Dan Shanoff highlights all of today's insanity in today's Daily Quickie on ESPN.com. It's the first day of the NCAA tournament, when thousands of office workers either skip out for long lunches or hide auto-refreshing scoreboards behind Word documents. Since I have a meeting this afternoon, I'll be taking the latter route. I've got six brackets: five in ESPN.com's online contest and one on the Washington Post's online game. I don't remember who wins in each one, but at least I had fun picking the early round games differently each time. I guess I'll pick one "master" bracket that I can agonize over for the next two weeks. Once again, I don't have any money at stake, just my pride.

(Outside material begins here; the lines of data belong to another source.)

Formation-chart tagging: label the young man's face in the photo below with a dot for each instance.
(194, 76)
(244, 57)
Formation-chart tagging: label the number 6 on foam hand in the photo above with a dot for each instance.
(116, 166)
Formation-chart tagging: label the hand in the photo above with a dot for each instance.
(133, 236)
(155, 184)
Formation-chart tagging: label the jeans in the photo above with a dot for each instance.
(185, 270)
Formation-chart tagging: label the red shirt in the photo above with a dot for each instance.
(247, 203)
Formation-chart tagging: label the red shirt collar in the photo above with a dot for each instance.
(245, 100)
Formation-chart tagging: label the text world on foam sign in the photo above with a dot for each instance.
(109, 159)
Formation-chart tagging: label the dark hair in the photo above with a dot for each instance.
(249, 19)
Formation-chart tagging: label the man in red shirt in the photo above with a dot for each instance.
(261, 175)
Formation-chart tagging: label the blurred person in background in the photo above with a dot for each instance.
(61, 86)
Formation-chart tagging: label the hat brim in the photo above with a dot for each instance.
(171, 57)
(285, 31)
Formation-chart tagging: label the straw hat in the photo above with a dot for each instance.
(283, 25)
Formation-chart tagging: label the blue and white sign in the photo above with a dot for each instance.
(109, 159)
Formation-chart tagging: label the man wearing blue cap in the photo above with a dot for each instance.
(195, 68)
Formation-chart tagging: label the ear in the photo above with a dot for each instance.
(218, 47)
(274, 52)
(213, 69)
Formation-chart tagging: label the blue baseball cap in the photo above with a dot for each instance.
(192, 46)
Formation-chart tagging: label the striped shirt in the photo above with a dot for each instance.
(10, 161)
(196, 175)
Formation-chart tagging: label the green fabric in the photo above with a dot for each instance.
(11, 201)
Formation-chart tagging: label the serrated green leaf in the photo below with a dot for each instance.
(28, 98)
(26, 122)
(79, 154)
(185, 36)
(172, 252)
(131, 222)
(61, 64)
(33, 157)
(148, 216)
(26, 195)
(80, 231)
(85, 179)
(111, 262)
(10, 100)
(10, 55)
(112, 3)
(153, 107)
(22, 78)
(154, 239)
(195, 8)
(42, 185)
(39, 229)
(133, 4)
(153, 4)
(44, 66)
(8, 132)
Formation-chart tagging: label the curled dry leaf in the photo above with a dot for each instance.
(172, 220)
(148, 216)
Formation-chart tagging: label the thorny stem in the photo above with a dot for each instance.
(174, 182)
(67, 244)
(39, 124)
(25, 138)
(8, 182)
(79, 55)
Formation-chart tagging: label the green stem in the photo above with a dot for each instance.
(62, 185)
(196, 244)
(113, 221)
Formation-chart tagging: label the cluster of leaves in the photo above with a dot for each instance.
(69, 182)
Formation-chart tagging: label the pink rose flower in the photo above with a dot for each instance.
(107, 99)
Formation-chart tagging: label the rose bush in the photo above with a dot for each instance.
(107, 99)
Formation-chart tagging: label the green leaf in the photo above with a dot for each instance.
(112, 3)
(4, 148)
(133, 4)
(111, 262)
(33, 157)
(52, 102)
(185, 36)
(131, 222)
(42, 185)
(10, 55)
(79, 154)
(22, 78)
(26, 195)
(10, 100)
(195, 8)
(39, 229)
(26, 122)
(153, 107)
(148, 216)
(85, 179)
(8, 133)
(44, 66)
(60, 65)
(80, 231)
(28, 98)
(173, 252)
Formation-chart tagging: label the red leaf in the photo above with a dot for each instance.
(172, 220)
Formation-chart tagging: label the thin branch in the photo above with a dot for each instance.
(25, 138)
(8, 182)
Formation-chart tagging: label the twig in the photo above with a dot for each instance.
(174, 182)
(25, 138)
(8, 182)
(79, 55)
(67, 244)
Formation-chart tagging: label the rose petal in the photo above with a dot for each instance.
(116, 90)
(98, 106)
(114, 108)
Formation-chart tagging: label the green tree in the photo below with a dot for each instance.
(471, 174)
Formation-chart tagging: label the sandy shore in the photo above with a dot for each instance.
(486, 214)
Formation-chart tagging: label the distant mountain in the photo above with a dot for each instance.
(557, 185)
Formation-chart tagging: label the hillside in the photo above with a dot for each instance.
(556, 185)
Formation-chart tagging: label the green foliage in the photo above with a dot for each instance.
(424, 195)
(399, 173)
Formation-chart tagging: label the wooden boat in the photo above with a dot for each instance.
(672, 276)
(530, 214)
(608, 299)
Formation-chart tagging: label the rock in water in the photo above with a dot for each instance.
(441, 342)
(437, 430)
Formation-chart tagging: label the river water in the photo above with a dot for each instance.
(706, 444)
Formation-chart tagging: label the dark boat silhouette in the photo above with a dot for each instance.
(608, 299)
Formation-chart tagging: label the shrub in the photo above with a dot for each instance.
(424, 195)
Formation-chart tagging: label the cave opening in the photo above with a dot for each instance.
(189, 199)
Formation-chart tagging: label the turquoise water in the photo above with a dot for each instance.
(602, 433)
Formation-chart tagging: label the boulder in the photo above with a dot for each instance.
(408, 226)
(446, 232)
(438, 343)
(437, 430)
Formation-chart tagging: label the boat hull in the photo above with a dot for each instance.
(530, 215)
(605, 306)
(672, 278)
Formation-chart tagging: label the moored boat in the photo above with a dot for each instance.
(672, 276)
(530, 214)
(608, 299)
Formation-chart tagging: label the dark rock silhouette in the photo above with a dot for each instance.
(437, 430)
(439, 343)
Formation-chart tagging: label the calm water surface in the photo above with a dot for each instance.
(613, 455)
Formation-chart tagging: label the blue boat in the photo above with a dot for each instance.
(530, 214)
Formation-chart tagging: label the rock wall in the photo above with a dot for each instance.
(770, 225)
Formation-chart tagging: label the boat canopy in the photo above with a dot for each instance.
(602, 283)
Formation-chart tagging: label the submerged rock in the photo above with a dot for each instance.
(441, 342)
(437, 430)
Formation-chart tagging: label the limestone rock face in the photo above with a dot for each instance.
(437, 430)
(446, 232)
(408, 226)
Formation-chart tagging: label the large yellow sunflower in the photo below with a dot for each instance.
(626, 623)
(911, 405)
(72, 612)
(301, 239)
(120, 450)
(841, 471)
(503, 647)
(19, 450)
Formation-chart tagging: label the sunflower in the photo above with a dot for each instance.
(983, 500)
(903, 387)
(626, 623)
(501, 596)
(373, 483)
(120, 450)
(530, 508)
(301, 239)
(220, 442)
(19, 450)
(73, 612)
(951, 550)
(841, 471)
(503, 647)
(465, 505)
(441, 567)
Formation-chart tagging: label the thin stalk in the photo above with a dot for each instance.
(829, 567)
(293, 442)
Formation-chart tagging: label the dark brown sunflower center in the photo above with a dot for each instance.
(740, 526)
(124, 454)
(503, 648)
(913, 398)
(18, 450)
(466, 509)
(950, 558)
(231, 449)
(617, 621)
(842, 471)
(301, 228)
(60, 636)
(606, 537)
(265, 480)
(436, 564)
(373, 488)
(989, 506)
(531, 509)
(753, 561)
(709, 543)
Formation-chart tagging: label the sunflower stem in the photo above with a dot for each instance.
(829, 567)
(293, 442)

It's also Congress' day to grill current and former major league baseball players on steroids. I think if the House really wanted to focus on baseball, they should have put these hearings off until Monday or Tuesday, so they could dominate the sports news cycle. Because that's what these hearings are really about: making news. Congress does have the power to revoke baseball's antitrust exemption, but they're not going to do it over steroids. I agree with Tony Kornheiser, who thinks the entire circus is an excuse for Virginia congressman Tom Davis to rake baseball over the coals for not putting a team in his backyard. I do think that the steroid scandal casts doubt over the records set in the past ten years, but aside from putting asterisks in the books, I'm more interested in what MLB is doing now to combat the problem. And doesn't Congress have better things to talk about than baseball?
And it's St. Patrick's Day. I can't wait to come home to drunk off-duty cops and firemen staggering around the Irish bars on 1st Avenue. I must be getting old, because I'm really beginning to detest any holidays that are just excuses to drink heavily. I'm looking at you, Halloween and New Year's Eve.